A Better Tomorrow 2 not only inspired the dual gun action and looks of the Reservoir Dogs characters (although the look initially came from Le Samourai), but even the crazy dialogues which Tarantino is infamous for as seen & noted in the rice scene where Chow force-feeds an Italian New York-based mafioso to devour rice (the humourous black cop was a wonderful addition as well as Chow's comic touches - which is saying something as I was really just expecting it to be more of a serious scene with brief touches of darker than dark/black & bleak humour).
I think even the ending inspired Tarantino's for his directorial debut although the ending for Ringo Lam's City On Fire (the main inspiration for Reservoir Dogs) equally holds that honour as well!
This is just proof that Woo is capable of inspiring people through words besides actions.
Though speaking of actions, not only did Woo inspire himself for the sliding-down-a-staircase-with-dual guns for his action masterpiece Hard Boiled but even Keenen Ivory Wayans decided to follow suit for his film A Low Down Dirty Shame.

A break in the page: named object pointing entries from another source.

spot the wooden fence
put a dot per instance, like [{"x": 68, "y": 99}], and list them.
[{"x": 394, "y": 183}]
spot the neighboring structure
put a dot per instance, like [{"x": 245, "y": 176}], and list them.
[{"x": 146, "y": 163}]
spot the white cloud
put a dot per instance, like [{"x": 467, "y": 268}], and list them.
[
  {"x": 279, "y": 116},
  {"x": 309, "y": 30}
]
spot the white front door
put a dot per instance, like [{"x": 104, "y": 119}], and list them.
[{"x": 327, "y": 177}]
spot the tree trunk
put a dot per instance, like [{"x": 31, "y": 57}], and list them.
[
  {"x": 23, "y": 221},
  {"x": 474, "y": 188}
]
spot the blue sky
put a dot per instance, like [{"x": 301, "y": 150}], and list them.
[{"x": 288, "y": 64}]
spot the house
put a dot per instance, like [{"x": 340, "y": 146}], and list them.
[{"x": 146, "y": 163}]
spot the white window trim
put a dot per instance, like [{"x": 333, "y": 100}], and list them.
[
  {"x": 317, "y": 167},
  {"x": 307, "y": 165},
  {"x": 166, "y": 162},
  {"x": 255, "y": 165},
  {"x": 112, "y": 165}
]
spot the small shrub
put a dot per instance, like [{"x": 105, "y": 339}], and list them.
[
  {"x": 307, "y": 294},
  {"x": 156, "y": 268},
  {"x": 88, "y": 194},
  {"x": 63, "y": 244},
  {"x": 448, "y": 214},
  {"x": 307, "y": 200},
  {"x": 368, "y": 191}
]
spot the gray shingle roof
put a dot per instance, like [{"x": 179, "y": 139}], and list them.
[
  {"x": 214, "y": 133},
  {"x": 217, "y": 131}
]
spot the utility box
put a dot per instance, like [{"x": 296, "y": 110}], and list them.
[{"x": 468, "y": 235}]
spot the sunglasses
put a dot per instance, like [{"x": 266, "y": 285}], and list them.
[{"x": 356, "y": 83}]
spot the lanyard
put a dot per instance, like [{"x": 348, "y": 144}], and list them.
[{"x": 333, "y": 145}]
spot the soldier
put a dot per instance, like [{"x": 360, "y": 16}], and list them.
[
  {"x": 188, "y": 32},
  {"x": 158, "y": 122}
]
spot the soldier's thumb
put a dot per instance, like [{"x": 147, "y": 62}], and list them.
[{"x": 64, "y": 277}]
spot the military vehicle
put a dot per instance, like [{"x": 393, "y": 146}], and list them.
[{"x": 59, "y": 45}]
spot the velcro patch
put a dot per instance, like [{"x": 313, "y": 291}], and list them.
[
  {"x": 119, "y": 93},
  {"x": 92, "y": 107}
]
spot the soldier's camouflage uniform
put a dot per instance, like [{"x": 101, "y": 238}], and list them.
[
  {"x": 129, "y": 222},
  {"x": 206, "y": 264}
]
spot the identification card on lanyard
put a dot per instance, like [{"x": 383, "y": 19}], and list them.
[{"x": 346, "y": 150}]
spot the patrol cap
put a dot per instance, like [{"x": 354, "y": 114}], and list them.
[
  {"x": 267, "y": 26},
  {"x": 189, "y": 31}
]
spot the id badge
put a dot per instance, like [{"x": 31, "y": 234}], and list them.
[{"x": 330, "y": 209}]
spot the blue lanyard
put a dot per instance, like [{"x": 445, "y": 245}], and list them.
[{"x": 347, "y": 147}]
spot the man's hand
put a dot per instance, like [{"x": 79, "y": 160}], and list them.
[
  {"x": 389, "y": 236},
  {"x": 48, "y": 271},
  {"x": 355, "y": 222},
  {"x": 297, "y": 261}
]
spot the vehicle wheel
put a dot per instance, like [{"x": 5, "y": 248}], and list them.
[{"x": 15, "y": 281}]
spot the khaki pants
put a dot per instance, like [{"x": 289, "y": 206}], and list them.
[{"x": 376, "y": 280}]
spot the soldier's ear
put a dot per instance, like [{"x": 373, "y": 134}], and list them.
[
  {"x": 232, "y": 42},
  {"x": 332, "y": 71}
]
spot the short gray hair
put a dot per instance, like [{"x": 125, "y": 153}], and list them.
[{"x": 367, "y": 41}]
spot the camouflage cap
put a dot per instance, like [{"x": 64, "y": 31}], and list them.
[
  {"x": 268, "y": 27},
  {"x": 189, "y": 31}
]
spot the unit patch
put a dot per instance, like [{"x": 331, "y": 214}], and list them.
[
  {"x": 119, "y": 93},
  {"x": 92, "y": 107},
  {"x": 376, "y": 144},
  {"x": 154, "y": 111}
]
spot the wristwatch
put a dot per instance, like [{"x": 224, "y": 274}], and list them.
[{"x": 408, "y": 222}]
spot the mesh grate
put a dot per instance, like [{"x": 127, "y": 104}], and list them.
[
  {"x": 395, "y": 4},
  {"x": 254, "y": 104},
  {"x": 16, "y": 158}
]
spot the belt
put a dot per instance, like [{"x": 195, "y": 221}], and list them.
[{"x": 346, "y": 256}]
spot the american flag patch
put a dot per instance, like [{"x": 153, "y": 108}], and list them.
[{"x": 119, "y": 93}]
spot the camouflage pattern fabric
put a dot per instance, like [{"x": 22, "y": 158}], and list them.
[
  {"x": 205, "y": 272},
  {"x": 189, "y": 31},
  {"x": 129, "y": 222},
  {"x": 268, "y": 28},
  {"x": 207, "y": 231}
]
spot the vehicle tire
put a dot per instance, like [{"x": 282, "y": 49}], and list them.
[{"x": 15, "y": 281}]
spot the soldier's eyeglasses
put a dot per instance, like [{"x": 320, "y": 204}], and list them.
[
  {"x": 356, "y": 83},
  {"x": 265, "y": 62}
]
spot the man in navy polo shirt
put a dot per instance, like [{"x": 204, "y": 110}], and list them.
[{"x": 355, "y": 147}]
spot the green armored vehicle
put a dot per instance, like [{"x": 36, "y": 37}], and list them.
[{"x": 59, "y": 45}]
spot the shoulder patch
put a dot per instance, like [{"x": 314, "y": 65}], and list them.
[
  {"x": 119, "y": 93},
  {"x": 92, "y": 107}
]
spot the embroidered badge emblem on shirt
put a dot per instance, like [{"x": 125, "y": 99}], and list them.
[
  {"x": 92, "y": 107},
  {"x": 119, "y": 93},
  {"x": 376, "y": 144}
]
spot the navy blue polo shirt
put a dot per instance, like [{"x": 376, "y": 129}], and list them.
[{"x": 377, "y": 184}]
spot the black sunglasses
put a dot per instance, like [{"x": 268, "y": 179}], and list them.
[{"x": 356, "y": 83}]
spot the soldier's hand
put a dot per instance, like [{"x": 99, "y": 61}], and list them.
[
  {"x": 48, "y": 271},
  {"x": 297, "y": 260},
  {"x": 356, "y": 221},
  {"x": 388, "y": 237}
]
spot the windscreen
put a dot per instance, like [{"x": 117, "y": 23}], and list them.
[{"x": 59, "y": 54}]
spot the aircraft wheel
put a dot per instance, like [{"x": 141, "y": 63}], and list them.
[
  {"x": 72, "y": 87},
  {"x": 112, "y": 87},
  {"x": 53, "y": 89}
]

Considering the usage of irony in this film (which I mentioned in my review of the first film), it's ironic that Ng Man Tat gives a villainous performance which foreshadows his comic genius in his Stephen Chow outings (funnily enough, Stephen had appeared in Woo's Just Heroes).
The film is certainly not action lacked as there's 13 action sequences as opposed to the 5 in A Better Tomorrow.
Fun, funny, frenetic, fast-paced, feverish, fervent, furious and utterly & ultimately fantastic......what more could you possibly want?!
Overall a great follow-up to a classic film!
get in there . one of the bloodiest most insane finales ever to grace the silver screen. this one tops even the mighty hard boiled in the body count department, a must for any action or woo fan.